I very regularly make tortillas myself using a very similar method, and had exactly the same problem. As I'm trying to cut down on the amount of fat used, I have been putting less and less in recently, but I'm still getting them lovely and soft. Here is my recipe:
60g of flour per tortilla (plain white works well, but I've had good results with brown flour too)
Water (In my experience, the temperature is irrelevant)
- Add water in small quantities and mix until the dough comes together, but is still quite dry (if it's too wet then you can knead it until all of the water is taken in, but try to keep it on the dry side)
- Tear up the dough into little chunks and splash on a glug of oil (I'm afraid I can't be more specific about this as I never bother measuring it, but I don't put in much)
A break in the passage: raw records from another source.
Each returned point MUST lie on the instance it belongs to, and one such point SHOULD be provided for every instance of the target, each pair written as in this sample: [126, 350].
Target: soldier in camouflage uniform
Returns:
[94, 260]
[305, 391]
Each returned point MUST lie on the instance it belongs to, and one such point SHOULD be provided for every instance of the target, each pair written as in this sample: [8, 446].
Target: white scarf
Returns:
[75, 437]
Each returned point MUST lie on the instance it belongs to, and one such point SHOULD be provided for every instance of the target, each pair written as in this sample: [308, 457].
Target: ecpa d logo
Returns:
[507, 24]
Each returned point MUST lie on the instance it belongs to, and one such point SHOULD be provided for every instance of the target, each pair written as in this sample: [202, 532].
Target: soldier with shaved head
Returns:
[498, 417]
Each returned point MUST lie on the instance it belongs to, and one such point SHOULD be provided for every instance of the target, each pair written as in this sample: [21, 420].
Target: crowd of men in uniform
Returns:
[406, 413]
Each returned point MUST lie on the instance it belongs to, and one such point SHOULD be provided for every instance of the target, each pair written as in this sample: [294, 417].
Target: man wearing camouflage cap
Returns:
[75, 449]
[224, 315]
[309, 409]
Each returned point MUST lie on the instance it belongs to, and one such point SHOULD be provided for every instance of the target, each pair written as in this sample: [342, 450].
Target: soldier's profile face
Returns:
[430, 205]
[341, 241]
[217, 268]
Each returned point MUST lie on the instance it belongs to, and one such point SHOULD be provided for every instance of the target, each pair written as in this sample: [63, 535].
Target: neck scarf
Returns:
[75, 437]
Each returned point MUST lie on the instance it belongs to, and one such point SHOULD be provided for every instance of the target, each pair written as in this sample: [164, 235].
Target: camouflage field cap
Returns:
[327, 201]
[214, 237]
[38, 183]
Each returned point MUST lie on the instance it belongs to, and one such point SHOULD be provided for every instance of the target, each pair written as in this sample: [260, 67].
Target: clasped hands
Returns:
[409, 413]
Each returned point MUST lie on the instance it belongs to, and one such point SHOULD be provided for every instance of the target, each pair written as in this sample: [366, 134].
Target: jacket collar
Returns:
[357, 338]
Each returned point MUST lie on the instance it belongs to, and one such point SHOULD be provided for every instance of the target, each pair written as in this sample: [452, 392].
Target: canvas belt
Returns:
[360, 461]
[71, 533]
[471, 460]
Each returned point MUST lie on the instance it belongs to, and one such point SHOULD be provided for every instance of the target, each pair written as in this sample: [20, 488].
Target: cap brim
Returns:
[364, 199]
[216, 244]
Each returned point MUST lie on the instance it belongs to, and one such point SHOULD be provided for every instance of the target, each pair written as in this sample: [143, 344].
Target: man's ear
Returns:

- Combine the dough again, and knead it for a minute or two. This normally produces a smooth, pliable dough
- Separate the large ball of dough into portions
- On a floured surface, roll out each portion to the size of the frying pan (normally about 1-2mm thick)
- Dry fry on each side for a few minutes, until bubbles are appearing and none of the dough is visibly raw
- THEN (and this is the important step, as when I used to make them until this point, they also used to solidify) once fried, put the tortilla into the oven at a low temperature (50 degrees C) between two sheets of silver foil. What this does is keep them warm, and more importantly, keep the moisture in the tortillas. If you just put them in the oven (or leave them out) without the silver foil, all of the moisture will evaporate, and it'll become brittle, and not very wrappable.
I've have a very different experience to the other answer, where varying the amount of oil doesn't really change the texture that much, but can change the flavour (and their relative healthiness).